This repository contains the evaluation tasks and technical proposals for the Google Summer of Code 2026 PrediCT project under ML4Sci. The work focuses on standardizing the Stanford COCA dataset and developing deep learning frameworks for coronary artery calcium (CAC) segmentation and physics-informed plaque growth simulation.
The pipeline processes the Stanford Coronary Artery Calcium (COCA) dataset, standardizing 1,155 non-contrast CT scans. The cohort was partitioned using a stratified split to ensure balanced representation of calcium burden across training, validation, and testing sets.

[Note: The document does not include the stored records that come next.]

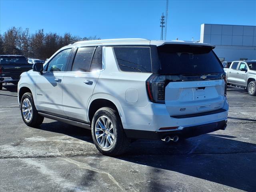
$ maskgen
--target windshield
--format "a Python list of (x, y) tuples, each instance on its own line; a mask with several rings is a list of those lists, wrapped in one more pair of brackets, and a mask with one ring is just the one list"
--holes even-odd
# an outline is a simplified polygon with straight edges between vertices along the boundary
[(247, 64), (250, 70), (256, 71), (256, 62), (249, 62)]
[(167, 44), (157, 48), (162, 74), (206, 74), (223, 72), (211, 47)]

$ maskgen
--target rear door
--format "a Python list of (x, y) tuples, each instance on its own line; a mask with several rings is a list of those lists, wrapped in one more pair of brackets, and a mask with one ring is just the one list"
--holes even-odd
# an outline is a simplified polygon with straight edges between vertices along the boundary
[(160, 74), (168, 80), (165, 103), (170, 116), (221, 109), (225, 102), (223, 67), (212, 48), (188, 45), (158, 47)]
[(228, 81), (229, 83), (237, 84), (238, 83), (237, 81), (237, 75), (238, 71), (237, 68), (238, 67), (239, 62), (234, 62), (228, 70)]
[(244, 62), (240, 62), (238, 65), (238, 70), (237, 72), (238, 74), (236, 76), (236, 82), (238, 84), (244, 86), (247, 86), (246, 74), (247, 71), (242, 71), (241, 69), (247, 69), (247, 66)]
[(8, 75), (15, 79), (19, 79), (20, 75), (23, 72), (32, 69), (31, 64), (22, 56), (2, 56), (0, 58), (0, 65), (2, 68), (2, 75)]
[(79, 47), (64, 76), (63, 110), (71, 119), (89, 122), (87, 106), (102, 68), (102, 48)]

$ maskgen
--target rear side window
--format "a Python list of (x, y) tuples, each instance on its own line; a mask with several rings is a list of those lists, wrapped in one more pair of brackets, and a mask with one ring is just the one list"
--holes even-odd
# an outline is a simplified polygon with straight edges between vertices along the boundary
[(247, 69), (247, 67), (246, 67), (246, 65), (244, 63), (241, 62), (240, 64), (240, 65), (239, 66), (239, 68), (238, 70), (241, 70), (241, 69)]
[(247, 64), (250, 69), (256, 71), (256, 62), (248, 62)]
[(91, 60), (95, 49), (94, 47), (78, 48), (73, 63), (72, 71), (90, 71)]
[(149, 47), (115, 47), (114, 50), (119, 68), (123, 71), (152, 72)]
[(1, 64), (27, 64), (28, 61), (25, 57), (7, 57), (0, 58)]
[(210, 46), (169, 44), (157, 49), (160, 74), (200, 75), (223, 72), (221, 63)]
[(233, 63), (233, 64), (232, 65), (232, 66), (231, 67), (231, 68), (232, 69), (236, 70), (236, 68), (237, 68), (237, 66), (238, 64), (238, 62), (234, 62)]
[(102, 68), (102, 48), (97, 47), (93, 55), (90, 71), (100, 70)]

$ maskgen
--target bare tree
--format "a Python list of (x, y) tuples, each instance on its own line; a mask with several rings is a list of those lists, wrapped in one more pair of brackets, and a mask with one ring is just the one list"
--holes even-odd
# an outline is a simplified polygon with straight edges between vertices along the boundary
[(84, 40), (100, 39), (96, 36), (81, 38), (69, 33), (60, 35), (56, 33), (44, 34), (40, 29), (31, 34), (28, 28), (13, 27), (3, 35), (0, 34), (0, 54), (20, 54), (26, 57), (45, 59), (61, 47)]

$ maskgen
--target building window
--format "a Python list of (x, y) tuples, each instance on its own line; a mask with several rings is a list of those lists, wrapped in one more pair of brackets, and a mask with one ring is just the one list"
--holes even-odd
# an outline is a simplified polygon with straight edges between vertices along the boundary
[(225, 58), (224, 57), (220, 57), (219, 58), (219, 59), (221, 62), (223, 62), (225, 61)]

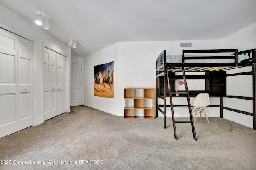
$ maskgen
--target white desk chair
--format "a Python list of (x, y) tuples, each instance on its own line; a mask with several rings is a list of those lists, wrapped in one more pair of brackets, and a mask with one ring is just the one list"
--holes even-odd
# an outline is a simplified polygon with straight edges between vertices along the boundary
[[(207, 115), (204, 110), (204, 107), (205, 107), (210, 105), (210, 100), (209, 99), (209, 94), (208, 93), (199, 93), (197, 95), (195, 101), (191, 106), (193, 107), (192, 108), (192, 112), (195, 111), (195, 121), (194, 123), (196, 123), (196, 115), (198, 114), (200, 114), (200, 118), (202, 119), (202, 115), (201, 113), (202, 113), (205, 116), (208, 121), (208, 123), (210, 123), (209, 120), (208, 119), (208, 117)], [(196, 107), (195, 109), (194, 107)], [(197, 113), (197, 110), (198, 109), (199, 109), (199, 112)]]

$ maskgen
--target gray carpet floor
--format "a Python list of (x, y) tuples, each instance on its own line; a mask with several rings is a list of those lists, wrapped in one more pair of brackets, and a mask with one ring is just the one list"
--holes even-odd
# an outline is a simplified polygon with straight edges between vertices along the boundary
[(176, 141), (171, 117), (71, 110), (0, 139), (0, 169), (256, 170), (256, 131), (224, 119), (197, 119), (197, 141), (177, 124)]

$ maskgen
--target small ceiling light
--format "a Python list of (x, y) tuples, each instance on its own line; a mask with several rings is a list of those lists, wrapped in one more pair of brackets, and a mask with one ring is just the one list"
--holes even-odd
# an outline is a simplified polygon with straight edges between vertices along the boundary
[(69, 42), (68, 42), (68, 46), (70, 47), (71, 47), (72, 45), (73, 45), (73, 44), (74, 43), (74, 41), (73, 39), (70, 39), (69, 41)]
[(50, 24), (49, 24), (49, 19), (46, 18), (44, 20), (44, 28), (45, 29), (50, 29)]
[(35, 23), (38, 25), (42, 25), (44, 21), (44, 16), (40, 14), (37, 14), (36, 20), (35, 21)]
[(74, 42), (74, 44), (73, 44), (73, 45), (72, 46), (72, 47), (73, 47), (73, 49), (76, 48), (76, 41), (75, 41)]

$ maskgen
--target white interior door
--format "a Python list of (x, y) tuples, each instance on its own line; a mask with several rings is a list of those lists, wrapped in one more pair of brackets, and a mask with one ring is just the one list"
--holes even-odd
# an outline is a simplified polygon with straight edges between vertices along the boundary
[(32, 42), (18, 37), (18, 131), (32, 125)]
[(0, 137), (18, 131), (17, 39), (0, 29)]
[(82, 64), (71, 63), (70, 106), (82, 105)]
[(66, 57), (44, 48), (44, 120), (66, 110)]
[(61, 109), (60, 114), (67, 111), (67, 57), (62, 55)]

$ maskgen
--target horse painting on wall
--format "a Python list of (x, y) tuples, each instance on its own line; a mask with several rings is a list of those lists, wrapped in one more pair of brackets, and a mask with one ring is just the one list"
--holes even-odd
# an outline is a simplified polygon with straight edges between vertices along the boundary
[(114, 62), (94, 66), (94, 96), (114, 98)]

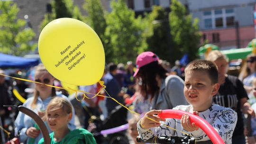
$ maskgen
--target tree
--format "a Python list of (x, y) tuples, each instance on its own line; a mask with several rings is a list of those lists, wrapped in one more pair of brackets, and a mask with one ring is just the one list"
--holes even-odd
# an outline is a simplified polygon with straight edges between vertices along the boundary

| Cohort | Total Scans | Zero Calcium Cases (%) | Avg Calcium Burden |
|---|---|---|---|
| TRAIN SET | 714 | 306 (42.9%) | 607.19 voxels |
| VAL SET | 217 | 90 (41.5%) | 621.07 voxels |
| TEST SET | 224 | 87 (38.8%) | 630.06 voxels |
| TOTAL | 1,155 | 483 (41.8%) | 614.21 voxels |
- Project 1: Heart Segmentation (top priority)- completed can be viewed in TASK_1 folder along with its report
- Project 3 (task3)implementation- Completed task 3 and its results can be viewed in TASK 3 folder .
- Common task is present inside COCA_scripts as it was implemented on the original code .
├── COCA_scripts/ # Common Task: Preprocessing Suite
│
├── TASK_1/ # Project 1: Heart Segmentation
│
├── TASK 3/ # Project 3: Coronary Atlas Registration
│
├── proposal/ # GSoC 2026 Formal Submissions
├── proposal 1/
└── proposal 2/ #Development reports of each fo the TASK(1&3) and common task are present in their respective folders . additionally, common task's documentation is simply this readme File(The Design Rationale Section).